Witamina D zapobiega napadom epilepsji poprzez regulację szlaku sygnałowego Ras poprzez białka Gnb1 i Casr w ostrych modelach epilepsji u myszy

OBJECTIVE: This study aimed to investigate the neuroprotective effects of vitamin D (cholecalciferol, hereinafter referred to as VitD) in acute epilepsy mouse models by examining its modulation of the calcium-sensing receptor (Casr), the Ras signalling pathway, and the potential mediator role of guanine nucleotide-binding protein subunit beta-1 (Gnb1). METHODS: Acute epilepsy was induced in 135 C57BL/6 J mice via intraperitoneal injection(i.p.) of pentylenetetrazole (PTZ) or kainic acid (KA). Mice were randomly assigned to receive VitD pretreatment, valproate (VPA) emergency treatment, or a combination of VitD and Salirasib, a Ras pathway inhibitor. Seizure behaviours and electroencephalography (EEG) were recorded to confirm successful model establishment and to assess the efficacy of interventions. Hippocampal tissue was analysed for histopathological changes, as well as protein and mRNA expression levels of Casr, Gnb1, and Ras pathway-related molecules (Kras, Raf-1, Mek, Erk) using western blot (WB) and quantitative real-time polymerase chain reaction (qRT-PCR).

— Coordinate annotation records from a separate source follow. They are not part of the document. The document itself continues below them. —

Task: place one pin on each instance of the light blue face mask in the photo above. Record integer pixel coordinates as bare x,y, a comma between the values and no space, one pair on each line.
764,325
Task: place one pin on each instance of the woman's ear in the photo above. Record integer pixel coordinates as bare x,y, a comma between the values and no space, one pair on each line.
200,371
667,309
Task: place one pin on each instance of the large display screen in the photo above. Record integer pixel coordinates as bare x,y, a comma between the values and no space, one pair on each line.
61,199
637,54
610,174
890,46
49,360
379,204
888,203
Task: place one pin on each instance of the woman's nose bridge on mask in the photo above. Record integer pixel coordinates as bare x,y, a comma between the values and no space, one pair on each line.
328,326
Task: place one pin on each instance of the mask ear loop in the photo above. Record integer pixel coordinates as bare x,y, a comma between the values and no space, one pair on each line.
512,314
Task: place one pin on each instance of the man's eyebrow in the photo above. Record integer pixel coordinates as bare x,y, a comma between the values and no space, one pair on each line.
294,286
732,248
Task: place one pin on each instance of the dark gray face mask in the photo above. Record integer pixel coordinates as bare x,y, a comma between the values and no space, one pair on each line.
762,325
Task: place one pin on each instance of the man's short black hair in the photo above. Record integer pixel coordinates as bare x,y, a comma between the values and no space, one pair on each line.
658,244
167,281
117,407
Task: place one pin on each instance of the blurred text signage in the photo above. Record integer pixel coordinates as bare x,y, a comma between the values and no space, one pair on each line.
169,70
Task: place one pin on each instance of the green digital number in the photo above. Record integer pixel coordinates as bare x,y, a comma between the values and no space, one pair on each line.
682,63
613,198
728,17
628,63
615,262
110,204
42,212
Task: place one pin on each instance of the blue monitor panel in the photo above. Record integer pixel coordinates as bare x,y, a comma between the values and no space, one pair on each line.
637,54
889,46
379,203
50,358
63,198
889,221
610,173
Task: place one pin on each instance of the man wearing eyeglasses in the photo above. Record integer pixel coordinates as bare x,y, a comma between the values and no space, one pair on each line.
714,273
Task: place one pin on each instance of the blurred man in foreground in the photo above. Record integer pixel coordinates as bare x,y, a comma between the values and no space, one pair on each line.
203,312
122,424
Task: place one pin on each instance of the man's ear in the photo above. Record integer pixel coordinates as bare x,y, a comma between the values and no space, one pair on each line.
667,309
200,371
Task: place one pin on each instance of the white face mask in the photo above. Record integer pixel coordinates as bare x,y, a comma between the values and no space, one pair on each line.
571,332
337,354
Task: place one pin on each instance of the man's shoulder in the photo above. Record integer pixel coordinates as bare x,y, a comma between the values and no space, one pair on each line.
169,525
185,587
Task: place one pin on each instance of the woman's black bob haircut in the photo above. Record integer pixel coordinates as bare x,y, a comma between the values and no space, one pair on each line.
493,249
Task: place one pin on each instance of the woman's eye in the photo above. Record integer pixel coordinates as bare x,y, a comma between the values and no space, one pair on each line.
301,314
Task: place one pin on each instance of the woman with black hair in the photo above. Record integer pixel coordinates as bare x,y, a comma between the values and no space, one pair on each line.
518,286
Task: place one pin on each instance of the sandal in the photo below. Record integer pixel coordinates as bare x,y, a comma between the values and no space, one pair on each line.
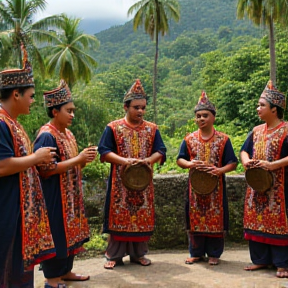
59,285
192,260
213,261
141,261
282,272
76,277
255,267
110,264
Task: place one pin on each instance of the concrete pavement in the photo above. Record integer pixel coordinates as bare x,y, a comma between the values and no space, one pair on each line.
169,270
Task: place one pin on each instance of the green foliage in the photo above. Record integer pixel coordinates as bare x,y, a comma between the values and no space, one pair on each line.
98,242
96,170
69,57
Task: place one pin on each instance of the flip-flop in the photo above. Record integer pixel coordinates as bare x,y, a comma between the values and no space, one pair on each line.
79,277
255,267
213,261
192,260
282,273
59,285
141,261
110,264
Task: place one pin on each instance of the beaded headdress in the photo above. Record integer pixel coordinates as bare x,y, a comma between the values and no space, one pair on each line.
205,104
60,95
272,95
17,78
135,92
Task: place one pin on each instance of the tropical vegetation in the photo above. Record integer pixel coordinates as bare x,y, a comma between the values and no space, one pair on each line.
155,16
208,49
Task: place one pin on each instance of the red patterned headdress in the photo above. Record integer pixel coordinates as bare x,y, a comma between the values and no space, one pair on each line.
135,92
17,78
205,104
273,96
60,95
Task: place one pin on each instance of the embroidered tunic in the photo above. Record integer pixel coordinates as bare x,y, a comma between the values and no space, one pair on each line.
129,213
22,204
265,215
63,193
208,214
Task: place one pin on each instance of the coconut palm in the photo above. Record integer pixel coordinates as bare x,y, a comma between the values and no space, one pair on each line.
70,56
155,16
265,12
17,27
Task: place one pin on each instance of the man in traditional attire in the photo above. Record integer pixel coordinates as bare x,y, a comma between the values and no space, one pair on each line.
62,187
206,214
265,214
25,237
129,215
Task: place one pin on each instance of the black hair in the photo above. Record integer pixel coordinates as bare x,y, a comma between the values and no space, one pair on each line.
50,109
280,111
6,93
127,103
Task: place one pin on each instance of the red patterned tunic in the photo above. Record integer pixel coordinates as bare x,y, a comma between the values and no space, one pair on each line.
208,214
266,214
129,213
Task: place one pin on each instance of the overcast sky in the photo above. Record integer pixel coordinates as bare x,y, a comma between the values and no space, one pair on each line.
90,9
97,15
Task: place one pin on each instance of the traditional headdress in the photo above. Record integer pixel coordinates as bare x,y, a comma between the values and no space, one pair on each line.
205,104
272,95
60,95
16,78
135,92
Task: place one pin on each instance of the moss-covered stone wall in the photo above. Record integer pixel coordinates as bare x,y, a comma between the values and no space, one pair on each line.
170,193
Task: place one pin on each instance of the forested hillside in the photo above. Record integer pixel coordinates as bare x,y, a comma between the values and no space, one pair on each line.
213,17
209,49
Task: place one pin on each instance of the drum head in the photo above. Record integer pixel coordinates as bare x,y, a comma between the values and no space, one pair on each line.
136,176
203,183
259,179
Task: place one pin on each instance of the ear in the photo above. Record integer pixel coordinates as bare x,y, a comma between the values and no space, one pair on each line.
16,93
54,112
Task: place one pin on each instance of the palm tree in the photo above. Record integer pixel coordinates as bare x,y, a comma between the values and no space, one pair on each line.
17,27
69,57
155,16
265,12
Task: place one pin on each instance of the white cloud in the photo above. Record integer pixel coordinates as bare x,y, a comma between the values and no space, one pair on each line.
90,9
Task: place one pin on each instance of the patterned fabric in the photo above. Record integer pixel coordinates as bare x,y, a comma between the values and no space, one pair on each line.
135,92
17,78
75,222
205,104
272,95
58,96
206,211
37,243
131,211
267,212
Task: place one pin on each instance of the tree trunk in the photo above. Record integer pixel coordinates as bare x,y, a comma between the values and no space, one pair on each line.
155,79
272,52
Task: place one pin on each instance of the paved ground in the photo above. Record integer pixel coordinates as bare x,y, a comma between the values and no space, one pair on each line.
169,270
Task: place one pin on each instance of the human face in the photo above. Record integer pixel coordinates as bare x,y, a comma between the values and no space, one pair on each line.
264,110
136,111
65,116
204,119
25,100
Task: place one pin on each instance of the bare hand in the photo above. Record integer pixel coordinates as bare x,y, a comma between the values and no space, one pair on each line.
131,161
264,164
45,155
250,164
88,154
196,164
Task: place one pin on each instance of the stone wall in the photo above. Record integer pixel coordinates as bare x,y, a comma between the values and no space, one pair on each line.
169,208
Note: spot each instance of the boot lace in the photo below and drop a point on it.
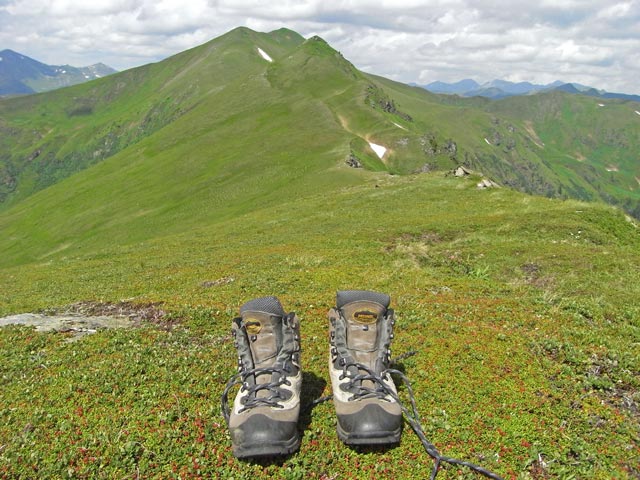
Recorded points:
(356, 386)
(251, 399)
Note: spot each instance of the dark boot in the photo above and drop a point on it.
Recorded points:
(360, 334)
(264, 417)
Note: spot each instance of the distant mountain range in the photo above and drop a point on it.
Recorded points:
(21, 75)
(497, 89)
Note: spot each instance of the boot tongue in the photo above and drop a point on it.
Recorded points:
(262, 321)
(264, 332)
(363, 320)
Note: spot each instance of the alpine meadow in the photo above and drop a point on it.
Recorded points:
(266, 164)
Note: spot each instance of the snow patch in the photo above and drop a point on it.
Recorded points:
(265, 55)
(379, 149)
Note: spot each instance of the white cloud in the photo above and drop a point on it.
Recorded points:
(586, 41)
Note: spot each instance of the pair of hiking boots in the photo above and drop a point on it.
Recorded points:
(264, 416)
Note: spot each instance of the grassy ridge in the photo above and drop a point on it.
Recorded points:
(523, 310)
(525, 338)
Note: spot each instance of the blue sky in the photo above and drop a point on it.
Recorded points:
(593, 42)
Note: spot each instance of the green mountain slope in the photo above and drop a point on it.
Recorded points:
(551, 144)
(227, 180)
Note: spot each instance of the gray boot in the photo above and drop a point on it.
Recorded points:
(264, 417)
(360, 334)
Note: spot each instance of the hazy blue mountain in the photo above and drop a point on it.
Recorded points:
(497, 89)
(20, 74)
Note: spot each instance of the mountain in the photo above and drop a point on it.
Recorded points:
(175, 192)
(497, 89)
(458, 87)
(20, 74)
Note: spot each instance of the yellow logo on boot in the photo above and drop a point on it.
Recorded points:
(365, 316)
(252, 326)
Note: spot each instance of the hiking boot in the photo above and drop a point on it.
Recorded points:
(264, 417)
(360, 334)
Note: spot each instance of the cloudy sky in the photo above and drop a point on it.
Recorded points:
(593, 42)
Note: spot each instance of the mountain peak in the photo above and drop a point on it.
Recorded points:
(20, 74)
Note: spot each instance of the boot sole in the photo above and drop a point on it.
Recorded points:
(284, 447)
(379, 438)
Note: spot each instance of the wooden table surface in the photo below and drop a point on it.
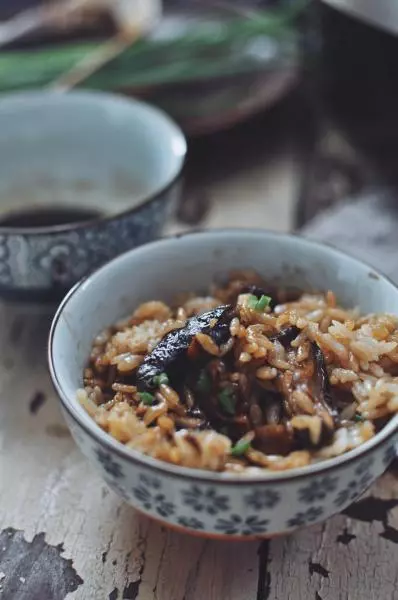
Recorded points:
(63, 534)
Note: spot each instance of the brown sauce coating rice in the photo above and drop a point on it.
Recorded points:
(286, 382)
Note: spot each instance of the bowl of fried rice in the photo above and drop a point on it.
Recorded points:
(233, 383)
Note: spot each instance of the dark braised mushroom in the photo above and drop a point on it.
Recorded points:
(322, 383)
(173, 347)
(274, 439)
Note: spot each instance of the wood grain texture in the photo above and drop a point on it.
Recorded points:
(47, 489)
(102, 550)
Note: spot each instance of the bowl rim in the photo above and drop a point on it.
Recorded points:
(103, 98)
(202, 475)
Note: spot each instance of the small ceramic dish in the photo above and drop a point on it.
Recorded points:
(208, 503)
(83, 177)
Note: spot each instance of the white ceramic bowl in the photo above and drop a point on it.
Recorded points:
(210, 503)
(111, 162)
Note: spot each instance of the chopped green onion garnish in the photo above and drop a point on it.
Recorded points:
(252, 301)
(204, 382)
(147, 398)
(159, 379)
(262, 303)
(240, 448)
(227, 400)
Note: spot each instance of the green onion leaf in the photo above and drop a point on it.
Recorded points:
(252, 301)
(240, 448)
(262, 303)
(227, 400)
(159, 379)
(147, 398)
(204, 382)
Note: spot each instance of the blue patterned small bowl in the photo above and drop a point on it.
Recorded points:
(83, 178)
(202, 502)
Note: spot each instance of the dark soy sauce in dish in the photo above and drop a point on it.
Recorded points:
(48, 217)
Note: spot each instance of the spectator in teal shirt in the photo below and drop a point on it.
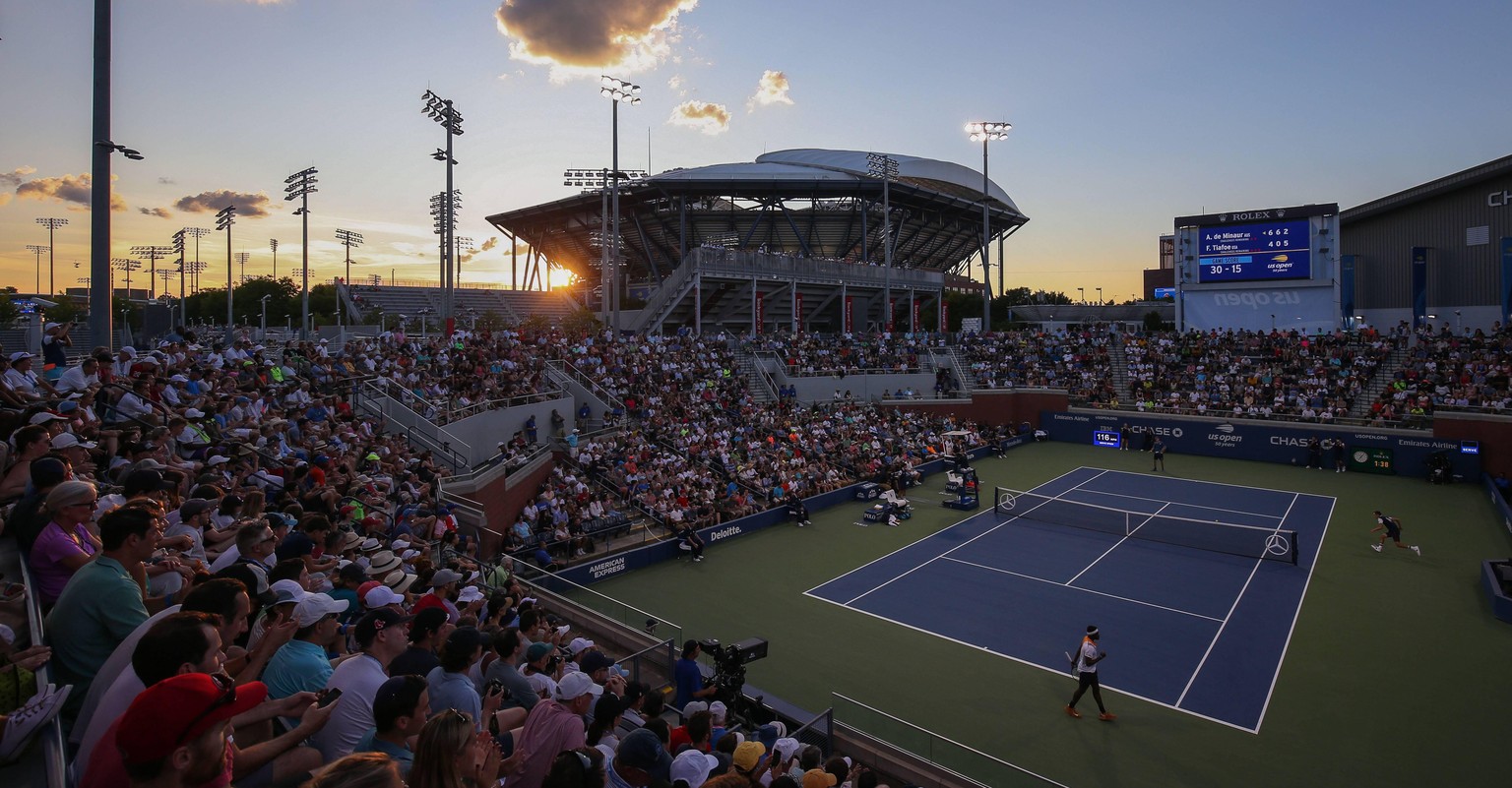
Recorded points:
(101, 602)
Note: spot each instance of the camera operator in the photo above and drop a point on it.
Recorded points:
(688, 678)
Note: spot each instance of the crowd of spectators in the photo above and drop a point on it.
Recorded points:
(1252, 374)
(1444, 371)
(220, 539)
(1075, 360)
(847, 354)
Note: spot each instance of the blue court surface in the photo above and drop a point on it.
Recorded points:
(1185, 628)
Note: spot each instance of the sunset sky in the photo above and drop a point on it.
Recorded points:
(1125, 114)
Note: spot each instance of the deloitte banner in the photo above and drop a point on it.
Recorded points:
(1269, 442)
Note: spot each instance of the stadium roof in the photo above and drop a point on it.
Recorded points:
(1433, 188)
(804, 202)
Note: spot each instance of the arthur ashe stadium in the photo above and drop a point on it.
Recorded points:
(778, 241)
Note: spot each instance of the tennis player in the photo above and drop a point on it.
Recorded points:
(1393, 528)
(1086, 669)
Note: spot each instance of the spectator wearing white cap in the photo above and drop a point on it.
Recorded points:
(79, 377)
(301, 664)
(25, 382)
(553, 726)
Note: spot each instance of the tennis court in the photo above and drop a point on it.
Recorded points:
(1192, 584)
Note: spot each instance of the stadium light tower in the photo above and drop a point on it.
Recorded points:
(38, 250)
(100, 310)
(986, 132)
(443, 112)
(618, 92)
(152, 255)
(183, 273)
(301, 185)
(222, 221)
(126, 264)
(886, 168)
(50, 225)
(348, 239)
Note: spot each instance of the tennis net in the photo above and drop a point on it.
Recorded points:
(1232, 539)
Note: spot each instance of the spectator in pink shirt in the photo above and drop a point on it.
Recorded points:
(65, 543)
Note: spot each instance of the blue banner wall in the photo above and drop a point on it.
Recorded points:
(1506, 278)
(1418, 286)
(1346, 287)
(1267, 442)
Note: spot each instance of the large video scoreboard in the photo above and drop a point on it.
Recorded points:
(1255, 251)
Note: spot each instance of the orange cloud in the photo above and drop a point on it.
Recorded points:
(250, 206)
(704, 115)
(772, 90)
(67, 189)
(631, 35)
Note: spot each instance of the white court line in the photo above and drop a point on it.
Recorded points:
(1086, 590)
(1116, 545)
(1181, 504)
(1204, 481)
(1317, 554)
(912, 543)
(1215, 641)
(1055, 670)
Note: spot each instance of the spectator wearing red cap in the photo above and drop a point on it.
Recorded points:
(179, 732)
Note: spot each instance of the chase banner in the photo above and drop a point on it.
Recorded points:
(1267, 442)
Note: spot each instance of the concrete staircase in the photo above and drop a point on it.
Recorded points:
(756, 380)
(950, 359)
(1359, 408)
(1120, 366)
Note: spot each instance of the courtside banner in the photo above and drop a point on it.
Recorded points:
(1267, 442)
(1506, 278)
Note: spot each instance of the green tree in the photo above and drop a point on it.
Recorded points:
(8, 312)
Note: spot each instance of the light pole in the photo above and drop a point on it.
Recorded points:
(50, 225)
(463, 245)
(198, 267)
(183, 274)
(443, 112)
(152, 255)
(301, 185)
(986, 132)
(126, 264)
(618, 92)
(885, 168)
(38, 250)
(348, 239)
(222, 221)
(100, 310)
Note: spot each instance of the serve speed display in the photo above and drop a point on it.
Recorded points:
(1255, 251)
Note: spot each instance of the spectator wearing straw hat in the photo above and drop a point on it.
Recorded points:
(67, 543)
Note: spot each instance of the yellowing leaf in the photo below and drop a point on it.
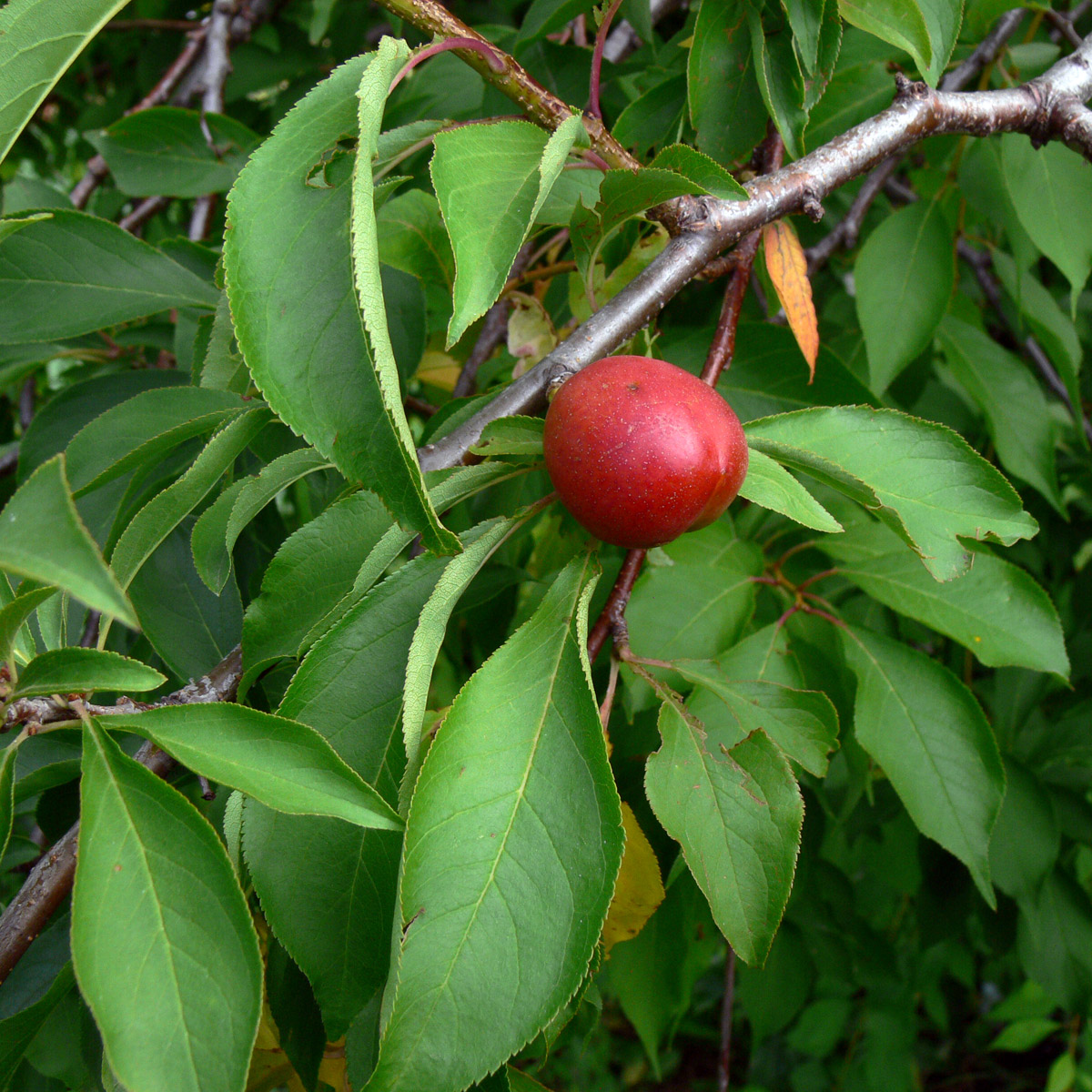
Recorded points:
(639, 889)
(789, 271)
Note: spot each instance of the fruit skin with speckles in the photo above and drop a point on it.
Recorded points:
(642, 451)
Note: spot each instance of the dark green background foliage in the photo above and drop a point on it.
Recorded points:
(866, 767)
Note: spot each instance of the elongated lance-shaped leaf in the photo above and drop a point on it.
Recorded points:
(513, 842)
(288, 265)
(6, 794)
(159, 927)
(737, 814)
(43, 538)
(142, 429)
(14, 618)
(71, 273)
(38, 41)
(803, 723)
(167, 511)
(922, 479)
(279, 763)
(997, 611)
(430, 636)
(771, 486)
(927, 732)
(371, 94)
(63, 671)
(218, 529)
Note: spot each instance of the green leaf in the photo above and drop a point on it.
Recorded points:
(780, 80)
(1016, 413)
(511, 436)
(490, 183)
(805, 17)
(42, 538)
(726, 106)
(479, 546)
(66, 671)
(175, 152)
(74, 273)
(904, 277)
(1022, 1036)
(167, 511)
(375, 82)
(1053, 328)
(294, 304)
(737, 814)
(1054, 940)
(943, 21)
(12, 620)
(6, 795)
(770, 485)
(41, 978)
(141, 430)
(219, 525)
(923, 480)
(412, 238)
(927, 732)
(338, 925)
(705, 173)
(159, 926)
(697, 604)
(803, 723)
(995, 610)
(899, 22)
(12, 224)
(1046, 186)
(500, 873)
(1026, 841)
(190, 628)
(278, 763)
(38, 41)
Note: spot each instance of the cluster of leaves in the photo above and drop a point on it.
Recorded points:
(426, 866)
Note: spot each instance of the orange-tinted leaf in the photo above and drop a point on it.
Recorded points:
(639, 889)
(789, 271)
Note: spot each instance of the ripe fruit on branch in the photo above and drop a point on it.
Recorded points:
(642, 451)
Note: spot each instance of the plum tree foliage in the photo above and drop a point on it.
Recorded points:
(338, 753)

RESULTS: Both PTZ and KA models showed successful seizure induction with associated hippocampal neuronal damage. Casr and Gnb1 expression were upregulated in both models, more prominently in the KA group, while Ras pathway activity was suppressed. VitD pretreatment reduced seizure frequency, delayed seizure onset, and alleviated neuronal damage-particularly in the PTZ model. VitD downregulated Casr, upregulated Gnb1, and partially restored Ras pathway activity. Co-treatment with Salirasib enhanced neuroprotection and reduced Gnb1 expression. VPA similarly increased Gnb1 expression and suppressed Ras pathway activity. CONCLUSION: VitD exerts neuroprotective effects in acute epilepsy, potentially through regulation of Casr and the Ras signalling pathway. In this context, Gnb1 likely acting as a downstream potential mediator linking Casr activation to Ras signalling. These findings highlight VitD's potential as a neuroprotective agent in epilepsy and provide new insights into the molecular mechanisms underlying its action.